Ну и написал. Пересказывать здесь всю книгу я, естественно, не буду. Но для того чтобы понятней была дальнейшая история, надо дать минимальное представление о том, на что я претендую, что я сделал в этой книге. ( В дальнейшем по мере необходимости я буду это представление расширять). Книга состоит из 5-и частей: 1) Модель познания моделями, 2) Детерминизм общественного развития и смежные проблемы в модельном подходе, 3) Модельный подход к понятию свобода, 4) Этика в модельном подходе, 5) Место духа в рационалистическом мировоззрении.
В первой части изложена моя теория познания и как она соотносится с марксистскими и экзистенциалистскими представлениями о познании.

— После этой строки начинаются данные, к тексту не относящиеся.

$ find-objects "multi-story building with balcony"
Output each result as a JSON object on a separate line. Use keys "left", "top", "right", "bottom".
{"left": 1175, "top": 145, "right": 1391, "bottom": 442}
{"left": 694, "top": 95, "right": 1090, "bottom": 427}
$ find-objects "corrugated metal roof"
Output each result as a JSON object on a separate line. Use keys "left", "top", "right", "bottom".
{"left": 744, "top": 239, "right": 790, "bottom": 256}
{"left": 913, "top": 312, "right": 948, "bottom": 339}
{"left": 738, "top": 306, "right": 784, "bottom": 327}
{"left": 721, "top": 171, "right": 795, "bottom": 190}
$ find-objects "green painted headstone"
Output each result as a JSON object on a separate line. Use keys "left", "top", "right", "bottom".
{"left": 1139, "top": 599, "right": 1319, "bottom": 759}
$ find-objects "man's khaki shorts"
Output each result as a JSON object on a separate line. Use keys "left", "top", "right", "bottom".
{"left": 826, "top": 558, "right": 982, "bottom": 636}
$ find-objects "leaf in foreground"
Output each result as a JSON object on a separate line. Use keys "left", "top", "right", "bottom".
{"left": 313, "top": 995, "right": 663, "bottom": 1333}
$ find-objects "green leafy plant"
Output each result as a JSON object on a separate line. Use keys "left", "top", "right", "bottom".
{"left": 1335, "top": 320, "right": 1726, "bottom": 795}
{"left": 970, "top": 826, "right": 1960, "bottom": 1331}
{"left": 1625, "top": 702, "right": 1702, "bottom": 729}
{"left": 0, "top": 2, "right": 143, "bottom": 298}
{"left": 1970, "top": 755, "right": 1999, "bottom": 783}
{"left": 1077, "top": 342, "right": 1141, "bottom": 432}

Во второй части я показал, что процесс общественного развития определяется как некими законами связями, аналогичными законам физики, так и устойчивостью самого процесса. В связи с этой устойчивостью всевозможные воздействия на процесс, как наши человеческие, так и природные, подразделяются на две категории: те которые кардинально меняют течение этого процесса, и те, которые вызывают большее или меньшее временное изменение течения процесса (возмущение, как говорят механики), которое со временем исчезает (затухает), и процесс продолжает идти так, как если бы никакого воздействия на него и не было. Естественно, что как те, кого не устраивает состояние общества и направление текущих в нем процессов, так и те, которые озабочены, чтобы какие-то вновь появившиеся факторы не нарушили стабильность процесса, текущего в обществе и не привели к необратимым изменениям в худшую сторону, должны правильно понимать природу устойчивости общественного процесса (процессов) и какие воздействия могут нарушать необратимо эту устойчивость, изменять дальнейший путь развития общества, какие – нет. Я как раз и раскрыл природу этой устойчивости и объяснил, какие воздействия, прежде всего человека (людей), могут существенно изменить процесс развития общества, а какие приводят, так сказать, только к ряби на поверхности общества, судьба которой – со временем улечься и успокоиться.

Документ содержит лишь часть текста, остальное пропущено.